You will likely be given a pair of sunglasses (huge, ugly, granny sunglasses) to wear home and while you are outside. You will likely be given clear plastic eye covers to wear at night while sleeping.
You will also likely be given what are called “artificial tears” and told how and when to apply the drops. This helps to avoid dry eyes.
And finally, you will be advised to avoid any strenuous exercise, swimming, hot tubs, and whirlpools for the next two weeks. You may be advised to avoid washing your hair or having a shower (where water can wash across your face) for the next 24 hours. You will also be advised to avoid make up and especially eye make up at least for 24 hours. And you may be advised to avoid bending down. All these precautions are meant to avoid pressure and/or infection to the eyes.

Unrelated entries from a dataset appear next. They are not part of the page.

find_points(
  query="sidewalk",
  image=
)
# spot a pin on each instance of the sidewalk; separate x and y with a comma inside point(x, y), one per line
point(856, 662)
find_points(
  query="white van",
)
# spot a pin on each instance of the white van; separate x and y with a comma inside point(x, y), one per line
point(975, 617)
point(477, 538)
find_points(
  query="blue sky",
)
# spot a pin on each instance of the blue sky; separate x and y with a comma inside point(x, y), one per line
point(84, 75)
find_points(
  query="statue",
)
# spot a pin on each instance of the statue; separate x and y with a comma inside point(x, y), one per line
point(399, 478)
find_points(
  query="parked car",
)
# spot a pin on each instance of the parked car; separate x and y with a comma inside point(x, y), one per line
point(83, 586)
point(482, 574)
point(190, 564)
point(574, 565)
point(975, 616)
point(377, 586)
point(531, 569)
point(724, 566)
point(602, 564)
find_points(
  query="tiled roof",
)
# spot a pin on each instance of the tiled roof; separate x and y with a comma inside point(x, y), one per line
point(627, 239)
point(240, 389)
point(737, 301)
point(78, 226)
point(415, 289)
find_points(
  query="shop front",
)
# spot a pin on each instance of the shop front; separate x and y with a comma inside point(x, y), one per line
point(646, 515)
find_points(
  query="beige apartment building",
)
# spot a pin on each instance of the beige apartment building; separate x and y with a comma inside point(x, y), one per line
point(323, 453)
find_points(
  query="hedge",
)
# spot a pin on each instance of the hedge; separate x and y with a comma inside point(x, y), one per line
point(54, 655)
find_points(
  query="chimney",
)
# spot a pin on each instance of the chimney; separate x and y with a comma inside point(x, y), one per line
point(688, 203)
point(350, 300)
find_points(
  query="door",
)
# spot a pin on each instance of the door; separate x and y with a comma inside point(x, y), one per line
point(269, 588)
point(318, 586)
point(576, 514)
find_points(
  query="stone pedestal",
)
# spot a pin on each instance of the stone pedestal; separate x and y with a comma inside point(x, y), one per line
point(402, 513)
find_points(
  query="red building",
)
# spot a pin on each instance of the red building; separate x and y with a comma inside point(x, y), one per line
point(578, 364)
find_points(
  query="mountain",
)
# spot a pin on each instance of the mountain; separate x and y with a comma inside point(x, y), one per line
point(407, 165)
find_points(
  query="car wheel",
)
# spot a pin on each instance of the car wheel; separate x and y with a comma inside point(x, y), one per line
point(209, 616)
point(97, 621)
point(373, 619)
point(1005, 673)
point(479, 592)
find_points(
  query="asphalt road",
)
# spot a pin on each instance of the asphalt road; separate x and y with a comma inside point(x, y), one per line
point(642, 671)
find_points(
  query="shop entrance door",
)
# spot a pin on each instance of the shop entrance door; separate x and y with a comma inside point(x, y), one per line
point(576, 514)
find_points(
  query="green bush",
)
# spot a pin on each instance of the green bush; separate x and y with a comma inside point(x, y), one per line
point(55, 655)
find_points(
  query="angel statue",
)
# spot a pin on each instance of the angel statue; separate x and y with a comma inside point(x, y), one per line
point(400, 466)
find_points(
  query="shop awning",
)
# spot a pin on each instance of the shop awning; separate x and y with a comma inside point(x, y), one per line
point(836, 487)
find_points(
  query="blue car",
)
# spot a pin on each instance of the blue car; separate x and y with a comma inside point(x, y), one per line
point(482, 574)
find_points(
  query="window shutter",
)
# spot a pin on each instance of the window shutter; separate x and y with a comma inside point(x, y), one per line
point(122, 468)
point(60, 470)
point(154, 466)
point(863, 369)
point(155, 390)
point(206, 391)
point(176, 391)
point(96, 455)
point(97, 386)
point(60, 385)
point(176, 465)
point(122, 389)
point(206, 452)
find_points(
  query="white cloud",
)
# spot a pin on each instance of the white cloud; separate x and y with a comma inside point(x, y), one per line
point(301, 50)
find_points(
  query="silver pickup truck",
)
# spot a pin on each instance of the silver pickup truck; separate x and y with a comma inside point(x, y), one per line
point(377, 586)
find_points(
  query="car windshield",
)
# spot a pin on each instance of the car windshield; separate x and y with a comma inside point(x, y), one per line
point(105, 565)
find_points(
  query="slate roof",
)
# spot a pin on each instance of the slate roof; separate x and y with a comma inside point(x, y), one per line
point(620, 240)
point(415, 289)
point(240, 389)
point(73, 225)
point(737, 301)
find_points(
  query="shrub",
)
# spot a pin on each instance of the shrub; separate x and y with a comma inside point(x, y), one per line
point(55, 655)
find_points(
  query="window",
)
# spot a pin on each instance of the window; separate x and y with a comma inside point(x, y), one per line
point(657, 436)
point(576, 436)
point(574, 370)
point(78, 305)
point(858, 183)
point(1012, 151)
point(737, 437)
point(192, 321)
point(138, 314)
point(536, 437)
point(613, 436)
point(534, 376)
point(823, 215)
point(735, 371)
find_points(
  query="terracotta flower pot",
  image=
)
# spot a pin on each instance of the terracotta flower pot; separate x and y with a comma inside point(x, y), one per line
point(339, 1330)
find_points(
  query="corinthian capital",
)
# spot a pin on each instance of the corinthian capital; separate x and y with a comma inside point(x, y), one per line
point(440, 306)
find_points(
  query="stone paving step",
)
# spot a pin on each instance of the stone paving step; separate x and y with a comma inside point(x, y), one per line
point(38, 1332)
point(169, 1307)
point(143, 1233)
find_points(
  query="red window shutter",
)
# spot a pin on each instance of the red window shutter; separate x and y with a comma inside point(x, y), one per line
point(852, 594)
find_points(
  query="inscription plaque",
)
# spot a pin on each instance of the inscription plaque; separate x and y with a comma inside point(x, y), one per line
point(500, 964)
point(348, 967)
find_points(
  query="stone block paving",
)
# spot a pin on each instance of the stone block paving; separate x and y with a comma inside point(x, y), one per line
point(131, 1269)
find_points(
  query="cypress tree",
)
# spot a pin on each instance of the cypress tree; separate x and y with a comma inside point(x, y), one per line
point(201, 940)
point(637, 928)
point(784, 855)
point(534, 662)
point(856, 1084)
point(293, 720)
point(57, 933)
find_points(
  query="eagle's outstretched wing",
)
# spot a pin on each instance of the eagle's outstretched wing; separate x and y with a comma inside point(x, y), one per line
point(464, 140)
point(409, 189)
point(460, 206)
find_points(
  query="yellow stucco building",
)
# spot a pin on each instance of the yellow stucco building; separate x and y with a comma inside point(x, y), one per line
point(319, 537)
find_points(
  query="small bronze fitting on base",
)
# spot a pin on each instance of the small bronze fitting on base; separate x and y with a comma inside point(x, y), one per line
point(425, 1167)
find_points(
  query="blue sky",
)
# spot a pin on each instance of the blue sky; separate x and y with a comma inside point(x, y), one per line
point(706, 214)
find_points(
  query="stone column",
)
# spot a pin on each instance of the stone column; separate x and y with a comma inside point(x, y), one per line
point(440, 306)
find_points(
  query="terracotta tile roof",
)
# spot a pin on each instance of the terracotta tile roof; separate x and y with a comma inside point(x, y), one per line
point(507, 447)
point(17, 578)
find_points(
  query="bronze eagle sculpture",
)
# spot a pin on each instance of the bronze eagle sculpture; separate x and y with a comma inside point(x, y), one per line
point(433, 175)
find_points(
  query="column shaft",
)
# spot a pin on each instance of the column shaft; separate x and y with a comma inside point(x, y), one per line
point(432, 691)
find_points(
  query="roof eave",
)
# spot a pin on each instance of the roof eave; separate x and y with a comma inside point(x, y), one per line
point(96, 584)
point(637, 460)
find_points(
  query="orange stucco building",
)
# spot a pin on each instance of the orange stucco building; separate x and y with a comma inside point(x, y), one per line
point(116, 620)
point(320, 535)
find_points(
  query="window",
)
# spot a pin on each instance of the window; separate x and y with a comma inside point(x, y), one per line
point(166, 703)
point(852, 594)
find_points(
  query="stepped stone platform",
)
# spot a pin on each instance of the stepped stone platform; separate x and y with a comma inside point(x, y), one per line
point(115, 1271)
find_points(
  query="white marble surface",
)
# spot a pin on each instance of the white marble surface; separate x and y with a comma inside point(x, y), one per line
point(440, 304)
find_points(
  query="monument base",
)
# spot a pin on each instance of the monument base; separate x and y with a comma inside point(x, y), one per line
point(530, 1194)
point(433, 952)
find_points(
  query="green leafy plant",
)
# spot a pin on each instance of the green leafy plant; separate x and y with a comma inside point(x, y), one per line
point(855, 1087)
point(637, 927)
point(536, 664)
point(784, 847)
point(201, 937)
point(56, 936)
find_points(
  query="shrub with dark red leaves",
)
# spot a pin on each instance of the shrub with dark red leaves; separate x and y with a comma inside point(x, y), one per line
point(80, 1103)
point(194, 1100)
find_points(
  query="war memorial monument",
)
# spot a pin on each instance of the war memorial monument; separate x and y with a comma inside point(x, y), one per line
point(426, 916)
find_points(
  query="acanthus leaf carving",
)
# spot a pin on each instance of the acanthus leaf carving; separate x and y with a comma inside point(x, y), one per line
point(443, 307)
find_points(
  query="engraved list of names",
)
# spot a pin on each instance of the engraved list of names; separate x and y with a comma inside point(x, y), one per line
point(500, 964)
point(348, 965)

Go home, relax, sleep is good, and do not worry. But if you do have any unexpected side-effects or you have any concerns, do not hesitate to contact your doctor immediately. He will either be able to reassure you or advise you to come and see him right away.
Remember, it is important to keep every single one of your post-operative eye appointments no matter how good you feel or how well you see.
Enjoy your experience of new vision without contacts or glasses
This article is meant to inform readers about the experience of having laser eye surgery. It is not meant to be an exact explanation of the entire laser eye surgery procedure; it is a story. It is not meant to take the place of medical advice. Always seek advice from your personal medical practitioner and other certified medical experts. E.&O.E.